Secretary of State Colin Powell and his stalwarts love to rassle their detested cross-town foes, the Pentagon neocons and Vice President Cheney, and the release of Bob Woodward's new book, Plan of Attack, has given the two squads fresh motivation for another round of gouging and biting. The venue for today's (Monday, April 19) match is Page One of the New York Times, where "Airing of Powell's Misgivings Tests Cabinet Ties" by reporter Steven R. Weisman sets Powell supporters against the anti-Powell forces in a battle of deprecation.
The downside of this tag-team match is that neither side is on the record. Why? Because the Washington Rasslin' Rulebook states that nobody lower than Cabinet rank can speak his mind on the record without authority from above. But many of these notables will speak, if it suits their purposes, to a reporter giving them the gift of anonymity. When a reporter gathers a slew of anonymous sources for one piece, it's like listening to a bunch of middle-aged men with bags over their heads shouting ugly things at one another.
On the pro-Powell side, Weisman collects the sentiments of "People close to Mr.
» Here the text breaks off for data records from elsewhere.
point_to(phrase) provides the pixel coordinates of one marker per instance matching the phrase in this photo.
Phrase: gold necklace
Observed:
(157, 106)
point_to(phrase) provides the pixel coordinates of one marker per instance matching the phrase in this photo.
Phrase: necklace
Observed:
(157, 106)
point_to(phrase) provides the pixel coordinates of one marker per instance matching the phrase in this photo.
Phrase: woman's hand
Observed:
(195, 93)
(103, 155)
Powell," "The people close to him," "an official close to Mr. Powell," "Other officials close to Mr. Powell," "one person close to Mr. Powell," "another official," "an administration official who defends Mr. Powell's actions," "a European diplomat," "people long familiar with Mr. Powell's thinking," and "a senior aide to Mr. Powell."
Is "an official close to Mr. Powell" the same bagged head as "one person close to Mr. Powell"? Is "another official" the same guy as "a senior aide to Mr. Powell"?
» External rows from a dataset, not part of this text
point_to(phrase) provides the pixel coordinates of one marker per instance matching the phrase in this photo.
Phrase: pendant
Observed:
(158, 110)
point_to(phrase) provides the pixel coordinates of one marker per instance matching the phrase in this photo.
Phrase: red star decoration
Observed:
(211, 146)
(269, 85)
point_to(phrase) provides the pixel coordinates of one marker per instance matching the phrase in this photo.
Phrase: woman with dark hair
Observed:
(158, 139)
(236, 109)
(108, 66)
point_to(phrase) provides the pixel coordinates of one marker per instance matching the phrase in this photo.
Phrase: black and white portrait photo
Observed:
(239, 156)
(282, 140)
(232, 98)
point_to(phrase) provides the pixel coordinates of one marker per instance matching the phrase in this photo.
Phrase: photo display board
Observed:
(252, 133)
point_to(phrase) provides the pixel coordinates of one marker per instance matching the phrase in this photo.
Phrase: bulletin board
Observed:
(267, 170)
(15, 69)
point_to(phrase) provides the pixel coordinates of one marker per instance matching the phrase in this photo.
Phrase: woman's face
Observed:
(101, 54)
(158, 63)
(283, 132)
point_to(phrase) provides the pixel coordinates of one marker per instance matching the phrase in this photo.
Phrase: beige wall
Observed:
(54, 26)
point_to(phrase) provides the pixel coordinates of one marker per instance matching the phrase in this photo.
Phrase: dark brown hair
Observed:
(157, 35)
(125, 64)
On the anti-Powell side we find "Critics of Mr. Powell in the hawkish wing of the administration," "Several," "people in the administration," "several officials," "an official," and "Another official, who like others declined to be identified because of the political sensitivity of their criticism."
This looks like an even match, although either team could have three or 13 grapplers.
The only identifiable rassler in the bunch seems to be Deputy Secretary of State Richard L. Armitage, a Powell loyalist with a mouth (and body) to rival that of "Macho Man" Randy Savage. Just prior to joining the Bush administration—and accepting the gag that goes with it—Armitage denounced Powell's critics to the Washington Post's Steven Mufson, saying, "Frank Gaffney, Gary Bauer, these pissants who have never served in uniform—who would you rather have represent the nation, them or Colin Powell?" "Pissant" seems to be one of Armitage's favorite terms of derision. In a March 11, 2002, piece in The New Yorker, Seymour M. Hersh reported the angry response of a "senior State Department official" to Pentagon whispers that Armitage and Powell had lost their nerve. The official told Hersh he was ready to meet his "pissant" detractors in the Pentagon "anytime, anywhere." Sounds like Richard "Pissant" Armitage, doesn't it?
It's probably a good thing for Armitage's career that they've forced the gag on him—it helps protect him from himself. Weisman quotes nothing as colorful as "pissant" today, but any one of four meaty blind quotes in the Times piece could be Armitage.
Quote No. 1:
"Is the secretary going to be undercut for having been right?" asked an official close to Mr. Powell. "I don't think so. Undercut compared to who? Donald Rumsfeld? Dick Cheney? These are people who have some real problems right now. They're not reading Bob Woodward's book. They're reading the dispatches in the field."